I think that we have really built on the buzz that 2012 created Para-sport has progressed a lot and the Paralympics has certainly had a huge impact on my sport. For example, before the London Olympics there were only 20 races at Stoke Mandeville and now, less than four years later, there are over 90 races – in fact I am competing in one today [7 may 2016]. These numbers simply speak for themselves.

Going to Rio after being so successful at London 2012 could put a lot of pressure on me as an athlete but, to be honest, I am just really looking forward to being back on that big stage defending my titles. At the same time, I am very hopeful that this August will prove to be yet another Golden Summer for sport as a whole as well as for me and Team GB.

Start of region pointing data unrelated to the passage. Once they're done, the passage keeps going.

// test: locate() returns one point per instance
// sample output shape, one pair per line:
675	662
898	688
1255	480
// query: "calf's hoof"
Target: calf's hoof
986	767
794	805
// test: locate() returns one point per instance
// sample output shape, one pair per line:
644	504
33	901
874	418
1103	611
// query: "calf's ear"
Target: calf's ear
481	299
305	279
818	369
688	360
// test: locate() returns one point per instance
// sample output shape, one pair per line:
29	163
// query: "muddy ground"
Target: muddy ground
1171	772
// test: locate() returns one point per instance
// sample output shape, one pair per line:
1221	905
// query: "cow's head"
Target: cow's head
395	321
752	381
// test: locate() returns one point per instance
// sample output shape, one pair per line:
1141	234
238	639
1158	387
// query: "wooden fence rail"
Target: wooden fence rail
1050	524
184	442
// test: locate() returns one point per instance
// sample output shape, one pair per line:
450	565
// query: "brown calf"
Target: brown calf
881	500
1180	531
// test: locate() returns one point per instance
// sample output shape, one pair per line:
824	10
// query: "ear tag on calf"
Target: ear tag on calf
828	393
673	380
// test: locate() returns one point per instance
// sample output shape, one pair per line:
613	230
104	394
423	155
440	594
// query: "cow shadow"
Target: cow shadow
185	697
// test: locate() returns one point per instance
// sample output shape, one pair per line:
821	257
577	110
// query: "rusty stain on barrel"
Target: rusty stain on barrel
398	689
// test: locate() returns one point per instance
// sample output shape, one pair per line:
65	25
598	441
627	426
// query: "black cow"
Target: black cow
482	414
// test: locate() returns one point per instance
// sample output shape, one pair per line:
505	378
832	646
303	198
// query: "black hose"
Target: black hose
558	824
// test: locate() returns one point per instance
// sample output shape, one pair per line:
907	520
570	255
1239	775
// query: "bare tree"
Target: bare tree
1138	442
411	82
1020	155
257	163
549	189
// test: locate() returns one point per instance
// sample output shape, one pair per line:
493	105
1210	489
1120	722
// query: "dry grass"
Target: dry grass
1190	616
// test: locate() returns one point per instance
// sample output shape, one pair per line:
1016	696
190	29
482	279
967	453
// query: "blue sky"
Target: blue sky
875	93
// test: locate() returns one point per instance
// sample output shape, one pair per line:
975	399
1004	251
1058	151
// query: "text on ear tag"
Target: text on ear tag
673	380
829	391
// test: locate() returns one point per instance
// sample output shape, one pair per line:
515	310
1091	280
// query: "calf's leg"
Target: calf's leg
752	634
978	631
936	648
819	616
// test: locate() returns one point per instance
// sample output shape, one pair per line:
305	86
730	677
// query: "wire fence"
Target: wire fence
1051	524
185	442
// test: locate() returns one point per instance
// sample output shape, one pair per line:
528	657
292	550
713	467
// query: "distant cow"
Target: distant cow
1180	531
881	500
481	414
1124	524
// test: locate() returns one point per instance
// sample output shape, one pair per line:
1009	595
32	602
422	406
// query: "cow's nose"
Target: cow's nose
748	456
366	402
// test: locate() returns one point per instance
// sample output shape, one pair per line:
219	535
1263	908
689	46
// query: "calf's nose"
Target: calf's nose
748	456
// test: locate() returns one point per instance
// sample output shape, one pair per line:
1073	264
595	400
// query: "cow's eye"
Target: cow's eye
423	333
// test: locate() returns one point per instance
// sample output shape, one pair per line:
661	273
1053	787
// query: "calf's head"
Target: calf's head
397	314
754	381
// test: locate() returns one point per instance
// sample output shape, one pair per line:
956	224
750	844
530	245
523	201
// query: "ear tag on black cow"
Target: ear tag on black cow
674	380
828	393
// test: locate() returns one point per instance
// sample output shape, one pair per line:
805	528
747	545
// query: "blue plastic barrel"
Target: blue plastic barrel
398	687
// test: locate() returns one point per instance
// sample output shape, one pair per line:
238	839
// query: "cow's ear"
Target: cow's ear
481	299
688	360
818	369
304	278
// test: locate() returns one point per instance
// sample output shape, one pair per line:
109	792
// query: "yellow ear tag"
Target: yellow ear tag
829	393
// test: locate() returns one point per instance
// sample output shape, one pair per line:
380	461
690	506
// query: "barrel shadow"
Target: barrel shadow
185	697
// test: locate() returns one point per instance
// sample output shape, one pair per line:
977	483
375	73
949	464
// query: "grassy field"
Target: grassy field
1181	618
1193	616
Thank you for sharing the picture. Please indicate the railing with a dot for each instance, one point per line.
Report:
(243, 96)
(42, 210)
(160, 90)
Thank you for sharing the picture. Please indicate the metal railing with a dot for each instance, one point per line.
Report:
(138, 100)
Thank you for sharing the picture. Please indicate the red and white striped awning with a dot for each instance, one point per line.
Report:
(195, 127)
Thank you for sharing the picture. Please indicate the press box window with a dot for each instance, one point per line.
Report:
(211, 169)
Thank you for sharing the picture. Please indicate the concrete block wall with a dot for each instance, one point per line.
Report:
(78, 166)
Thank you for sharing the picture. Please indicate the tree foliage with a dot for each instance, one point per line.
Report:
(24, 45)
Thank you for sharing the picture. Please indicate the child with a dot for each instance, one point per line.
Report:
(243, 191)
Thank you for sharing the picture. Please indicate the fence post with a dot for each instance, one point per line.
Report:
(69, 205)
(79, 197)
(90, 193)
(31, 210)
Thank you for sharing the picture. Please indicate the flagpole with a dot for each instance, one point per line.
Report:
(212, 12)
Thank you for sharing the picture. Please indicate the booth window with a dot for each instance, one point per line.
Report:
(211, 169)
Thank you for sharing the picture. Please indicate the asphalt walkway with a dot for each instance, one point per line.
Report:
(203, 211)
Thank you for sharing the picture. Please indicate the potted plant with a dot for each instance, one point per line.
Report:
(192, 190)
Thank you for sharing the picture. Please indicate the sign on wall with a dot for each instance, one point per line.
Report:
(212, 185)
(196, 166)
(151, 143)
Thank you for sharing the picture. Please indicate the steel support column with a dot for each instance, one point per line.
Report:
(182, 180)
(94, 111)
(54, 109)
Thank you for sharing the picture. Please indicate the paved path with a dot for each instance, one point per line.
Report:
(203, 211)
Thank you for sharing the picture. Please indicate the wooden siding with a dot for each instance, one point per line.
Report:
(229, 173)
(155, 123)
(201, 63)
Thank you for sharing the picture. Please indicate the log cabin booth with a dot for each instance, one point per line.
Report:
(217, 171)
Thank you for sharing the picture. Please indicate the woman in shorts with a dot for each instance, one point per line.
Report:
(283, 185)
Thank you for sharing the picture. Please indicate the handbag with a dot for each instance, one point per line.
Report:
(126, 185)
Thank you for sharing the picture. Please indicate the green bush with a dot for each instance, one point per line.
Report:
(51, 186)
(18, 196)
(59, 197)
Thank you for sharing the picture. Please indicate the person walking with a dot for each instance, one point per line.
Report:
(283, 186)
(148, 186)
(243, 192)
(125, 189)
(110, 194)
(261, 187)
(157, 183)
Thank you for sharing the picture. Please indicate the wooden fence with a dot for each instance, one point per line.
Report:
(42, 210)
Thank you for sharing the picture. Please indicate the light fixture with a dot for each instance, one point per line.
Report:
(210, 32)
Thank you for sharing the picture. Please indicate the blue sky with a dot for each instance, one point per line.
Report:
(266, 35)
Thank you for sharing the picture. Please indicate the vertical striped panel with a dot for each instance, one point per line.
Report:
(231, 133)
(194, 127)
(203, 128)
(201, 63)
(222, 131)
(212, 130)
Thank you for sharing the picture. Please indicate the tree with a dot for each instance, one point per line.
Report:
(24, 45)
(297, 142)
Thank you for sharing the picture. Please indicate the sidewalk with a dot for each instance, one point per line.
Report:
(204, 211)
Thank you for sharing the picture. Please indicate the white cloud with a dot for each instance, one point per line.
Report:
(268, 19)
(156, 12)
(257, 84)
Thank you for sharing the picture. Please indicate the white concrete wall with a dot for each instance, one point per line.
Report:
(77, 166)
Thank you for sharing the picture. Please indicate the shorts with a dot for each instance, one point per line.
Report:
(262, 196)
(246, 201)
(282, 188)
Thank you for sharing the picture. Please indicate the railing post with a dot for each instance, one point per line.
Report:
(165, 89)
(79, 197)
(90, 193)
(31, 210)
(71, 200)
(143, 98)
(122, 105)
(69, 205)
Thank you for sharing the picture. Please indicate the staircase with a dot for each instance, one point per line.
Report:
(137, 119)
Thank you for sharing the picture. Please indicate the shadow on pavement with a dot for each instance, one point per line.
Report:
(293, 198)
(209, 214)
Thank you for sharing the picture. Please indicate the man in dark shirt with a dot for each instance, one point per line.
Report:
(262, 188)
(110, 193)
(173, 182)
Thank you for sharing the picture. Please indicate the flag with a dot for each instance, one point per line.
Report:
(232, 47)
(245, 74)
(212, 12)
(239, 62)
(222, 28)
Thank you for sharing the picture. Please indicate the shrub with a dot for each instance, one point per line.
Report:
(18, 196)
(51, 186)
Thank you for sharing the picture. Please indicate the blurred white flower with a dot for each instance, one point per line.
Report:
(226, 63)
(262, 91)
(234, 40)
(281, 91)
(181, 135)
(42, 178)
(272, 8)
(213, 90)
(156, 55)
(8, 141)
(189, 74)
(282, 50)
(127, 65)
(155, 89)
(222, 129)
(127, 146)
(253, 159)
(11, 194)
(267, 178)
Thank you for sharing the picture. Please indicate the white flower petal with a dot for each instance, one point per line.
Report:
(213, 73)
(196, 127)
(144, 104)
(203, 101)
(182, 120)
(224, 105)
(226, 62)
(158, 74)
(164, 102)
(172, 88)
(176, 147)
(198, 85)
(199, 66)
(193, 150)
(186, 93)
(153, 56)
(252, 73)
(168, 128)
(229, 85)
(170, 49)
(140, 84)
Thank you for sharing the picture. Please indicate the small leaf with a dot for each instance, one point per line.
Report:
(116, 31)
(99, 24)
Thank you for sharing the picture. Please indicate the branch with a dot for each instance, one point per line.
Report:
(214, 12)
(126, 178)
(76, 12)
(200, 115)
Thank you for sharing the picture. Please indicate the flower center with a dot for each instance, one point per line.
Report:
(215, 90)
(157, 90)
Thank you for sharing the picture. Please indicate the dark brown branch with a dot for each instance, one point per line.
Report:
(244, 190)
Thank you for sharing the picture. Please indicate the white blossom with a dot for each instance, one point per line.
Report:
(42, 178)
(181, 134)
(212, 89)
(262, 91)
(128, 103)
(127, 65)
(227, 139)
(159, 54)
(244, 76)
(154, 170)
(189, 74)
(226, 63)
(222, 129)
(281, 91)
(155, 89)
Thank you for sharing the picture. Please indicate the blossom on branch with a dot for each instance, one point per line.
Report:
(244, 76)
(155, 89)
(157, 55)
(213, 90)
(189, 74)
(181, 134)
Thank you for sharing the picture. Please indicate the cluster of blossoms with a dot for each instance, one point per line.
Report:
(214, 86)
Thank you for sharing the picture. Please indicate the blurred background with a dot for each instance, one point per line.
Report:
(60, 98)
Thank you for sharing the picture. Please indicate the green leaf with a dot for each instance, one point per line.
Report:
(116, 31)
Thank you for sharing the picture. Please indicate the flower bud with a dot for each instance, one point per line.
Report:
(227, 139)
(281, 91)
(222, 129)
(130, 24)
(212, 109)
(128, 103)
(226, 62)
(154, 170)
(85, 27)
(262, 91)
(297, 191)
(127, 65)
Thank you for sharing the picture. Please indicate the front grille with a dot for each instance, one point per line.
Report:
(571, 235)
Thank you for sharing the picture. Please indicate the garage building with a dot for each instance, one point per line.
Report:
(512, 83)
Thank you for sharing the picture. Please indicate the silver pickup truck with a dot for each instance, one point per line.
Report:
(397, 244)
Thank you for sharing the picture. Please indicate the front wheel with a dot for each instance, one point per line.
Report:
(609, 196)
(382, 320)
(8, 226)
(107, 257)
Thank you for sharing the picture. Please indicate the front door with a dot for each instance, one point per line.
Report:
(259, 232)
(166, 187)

Among other titles, I have been fortunate to win six Paralympic and six World golds, as well as six London marathons. I am very proud of all my acheivements but winning my first Gold Medal at London 2012 has to be the one that means the most, as well as all the accolades that followed the Olympics that year, such as my CBE.

My races revolve around time itself and this involves long, hard, intense training sessions on a daily basis. I have to endure these every day to become the best I can be both on and off the track. But when I get home to my family I switch off completely. My partner Emily and my children keep me busy and this is exactly the distraction I need when I’m away from training.

Minute measurements of time are crucial to my training and I think that I simply accept that accurate timing happens on a day-to-day basis. I don’t go for personal bests any more, I simply go on the track or road and do the best I can – and hopefully come away with the wins.

As well as timing, there are all sorts of technology going into the sport. My £3,000 custom-built, black-carbon racing wheelchair is built from the same wonder material as a Formula 1 car. The F1s use carbon fibre as the ultimate material to provide them with an aerodynamic and high performing vehicle and we have learnt a lot from this. Carbon fibre provides a stiff, rigid form that flexes just the right amount, saves weight – and produces great looking forms.

A watch is important to me. It’s symbolic as it reminds me that everyday is for living and time is very much ticking and you have to live life to the full as best you can. I still remember my first watch. I bought it at the Paralympics in Atlanta in 1996 and I purchased it in the Athletes’ Village – it was a Swatch! My current watch is an Omega Speedmaster. I love it as it is big and bulky which suits me as my wrists are quite big but unfortunately I cannot wear it when I am racing as I have my racing gloves on.

In 2013, I co-founded the Weir Archer Academy, along with my coach Jenny Archer, to nurture the next generation of Paralympians. The Academy is based at Kingsmeadow Athletics Stadium in Surrey and focuses on athletes from all Paralympic disciplines in south London. I want this to be my legacy so that London 2012 is not just a one-off. There are literally thousands of potential athletes out there who are just waiting to be discovered and I want to help with that. I’m looking at the future and the Paralympics that are coming up because I want us to have a big squad in Rio 2016 and beyond. My aim is to have a new generation of wheelchair racers ready to come forward once I retire from the sport.

After Rio I will be concentrating on the IPC World Championships 2017 which take place in London and, after this, I will probably retire from the track – I will, however, still compete in the Abbott World Marathon Majors. I think I would like to be remembered for my achievements in the sport and as someone who was and is a role model for the next generation. If I can achieve that then I will retire happy.”